Tissue-specific processes during cell wall formation in flax fiber

Flax (Linum usitatissimum L.) phloem fiber elongation is separate from secondary cell wall formation. The indicator for the developmental transition is the manually determinable “snap point”. Sharp increase in the mechanical strength at certain level of flax stem. It helped to characterize fiber-specific and stage-specific processes: soluble galactan turnover (revealed in pulse-chase experiments), specialized Golgi vesicle accumulation, and cell wall postsynthetic modification.

Free galactose and galactosidase activity in the course of flax fiber development

Composition and content of free monosaccharides and β-galactosidase activity were determined in the course of development of the flax (Linum usitatissimum L.) tissues containing bast fibers. In the stem regions where the fibers were at the stage of formation of the secondary cell wall of gelatinous type, the content of free galactose was high (14 mM) and 13–20 times greater than in the upper part of the stem where the fibers were at the stage of intrusive growth. Pulse-chase experiments demonstrated the differences in the metabolism of individual low-molecular sugars. In respect to glucose and sucrose, all the examined characteristics (content, absolute and specific radioactivity, and the temporal changes of these indices) were identical in the stem regions wherein the fibers were at different stages of development. Labeled galactose was detected only in the stem regions where the fibers were at the stage of secondary cell wall formation. The specific radioactivity of glucose and sucrose reached the maximum immediately after photosynthesis in the presence of 14CO2 and changed in the same way as in the primary products of photosynthesis. The time-course of label incorporation into galactose indicated that this monosaccharide arose as a result of hydrolytic processes. At the stage of secondary cell wall formation, high activity of β-galactosidase was observed, with tissue- and stage-specific fiber β-1,4-galactan as its substrate.

Transcriptome portrait of cellulose-enriched flax fibres at advanced stage of specialization

Functional specialization of cells is among the most fundamental processes of higher organism ontogenesis.
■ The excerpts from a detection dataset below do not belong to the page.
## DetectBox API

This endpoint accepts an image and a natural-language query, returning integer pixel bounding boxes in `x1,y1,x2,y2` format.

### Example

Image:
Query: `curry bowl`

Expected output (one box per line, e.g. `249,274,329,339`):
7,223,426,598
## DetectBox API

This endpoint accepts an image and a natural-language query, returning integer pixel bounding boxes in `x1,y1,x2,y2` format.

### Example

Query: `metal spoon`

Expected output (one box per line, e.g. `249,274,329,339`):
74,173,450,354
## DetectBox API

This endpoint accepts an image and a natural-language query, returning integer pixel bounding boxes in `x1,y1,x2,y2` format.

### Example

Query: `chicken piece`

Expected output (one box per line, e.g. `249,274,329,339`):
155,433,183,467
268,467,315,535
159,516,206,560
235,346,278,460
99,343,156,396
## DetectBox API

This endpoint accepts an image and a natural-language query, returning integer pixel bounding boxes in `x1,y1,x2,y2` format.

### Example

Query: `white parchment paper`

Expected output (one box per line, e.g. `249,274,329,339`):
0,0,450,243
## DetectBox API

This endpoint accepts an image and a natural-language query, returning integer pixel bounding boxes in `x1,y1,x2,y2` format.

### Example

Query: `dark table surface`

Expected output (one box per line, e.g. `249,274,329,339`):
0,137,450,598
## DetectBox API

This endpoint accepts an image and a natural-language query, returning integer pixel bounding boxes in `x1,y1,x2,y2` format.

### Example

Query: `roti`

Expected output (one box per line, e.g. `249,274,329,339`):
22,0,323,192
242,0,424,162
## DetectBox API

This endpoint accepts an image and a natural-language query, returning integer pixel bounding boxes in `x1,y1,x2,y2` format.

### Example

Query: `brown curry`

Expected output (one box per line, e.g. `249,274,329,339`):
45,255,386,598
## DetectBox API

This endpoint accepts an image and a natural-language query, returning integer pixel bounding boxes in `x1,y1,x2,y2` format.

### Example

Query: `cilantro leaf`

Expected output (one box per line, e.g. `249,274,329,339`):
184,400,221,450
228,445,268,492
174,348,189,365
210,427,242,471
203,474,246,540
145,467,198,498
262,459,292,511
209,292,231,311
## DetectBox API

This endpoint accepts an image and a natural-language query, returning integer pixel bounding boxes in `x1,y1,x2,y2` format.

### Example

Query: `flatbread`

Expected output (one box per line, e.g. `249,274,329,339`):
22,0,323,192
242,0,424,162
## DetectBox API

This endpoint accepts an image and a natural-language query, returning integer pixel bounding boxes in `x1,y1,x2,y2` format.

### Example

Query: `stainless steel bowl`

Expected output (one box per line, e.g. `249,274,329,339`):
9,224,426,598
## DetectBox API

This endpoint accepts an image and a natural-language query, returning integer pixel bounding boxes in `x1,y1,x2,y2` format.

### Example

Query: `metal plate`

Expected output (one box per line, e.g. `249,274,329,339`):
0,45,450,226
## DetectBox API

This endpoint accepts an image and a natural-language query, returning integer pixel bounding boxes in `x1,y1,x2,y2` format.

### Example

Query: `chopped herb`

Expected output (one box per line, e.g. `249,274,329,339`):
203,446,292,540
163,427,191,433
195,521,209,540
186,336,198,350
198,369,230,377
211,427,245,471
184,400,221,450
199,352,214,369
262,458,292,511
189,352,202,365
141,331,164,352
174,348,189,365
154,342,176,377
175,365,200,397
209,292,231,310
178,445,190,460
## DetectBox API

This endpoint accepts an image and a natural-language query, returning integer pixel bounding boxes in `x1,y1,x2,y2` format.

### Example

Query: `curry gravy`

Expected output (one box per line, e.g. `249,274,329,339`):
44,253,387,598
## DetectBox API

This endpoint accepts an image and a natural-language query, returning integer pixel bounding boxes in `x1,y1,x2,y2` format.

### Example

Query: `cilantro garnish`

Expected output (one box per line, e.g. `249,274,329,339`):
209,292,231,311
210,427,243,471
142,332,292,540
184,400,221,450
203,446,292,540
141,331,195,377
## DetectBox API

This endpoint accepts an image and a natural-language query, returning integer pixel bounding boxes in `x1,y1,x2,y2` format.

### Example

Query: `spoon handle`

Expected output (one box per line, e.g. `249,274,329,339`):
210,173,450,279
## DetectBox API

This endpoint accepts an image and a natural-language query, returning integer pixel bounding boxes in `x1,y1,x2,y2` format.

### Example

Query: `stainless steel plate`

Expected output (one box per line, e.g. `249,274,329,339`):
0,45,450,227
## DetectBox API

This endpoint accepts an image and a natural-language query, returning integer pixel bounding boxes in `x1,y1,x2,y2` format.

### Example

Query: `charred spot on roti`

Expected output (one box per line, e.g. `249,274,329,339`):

The major obstacle to studying this phenomenon in plants is the difficulty of isolating certain types of cells at defined stages of in planta development for in-depth analysis. A rare opportunity is given by the developed model system of flax (Linum usitatissimum L.) phloem fibres that can be purified from the surrounding tissues at the stage of the tertiary cell wall deposition. The performed comparison of the whole transcriptome profile in isolated fibres and other portions of the flax stem, together with fibre metabolism characterization, helped to elucidate the general picture of the advanced stage of plant cell specialization and to reveal novel participants potentially involved in fibre metabolism regulation and cell wall formation. Down-regulation of all genes encoding proteins involved in xylan and lignin synthesis and up-regulation of genes for the specific set of transcription factors transcribed during tertiary cell wall formation were revealed. The increased abundance of transcripts for several glycosyltransferases indicated the enzymes that may be involved in synthesis of fibre-specific version of rhamnogalacturonan I.

Variability in the composition of tissue-specific galactan from flax fibers

Tissue-specific galactan of sclerenchyma fibers, with cell walls of the gelatinous type, was examined in flax plants (Linum usitatissimum L.) of 23 various genotypes. The content and average degree of polymerization of side chains of galactan were estimated before its deposition into the cell wall. The variability of the analyzed parameters of tissue-specific galactan from flax fibers was high; within the same genotype, the scope of paratypic variability between replicates and years of research was comparable to variability between different genotypes. The average length of side chains in the studied samples ranged from 5 to 41 galactose residues. The average degrees of polymerization of galactan side chains in flax fibers was found to be discrete, which could be explained by block assemblage of the polymer in the Golgi apparatus.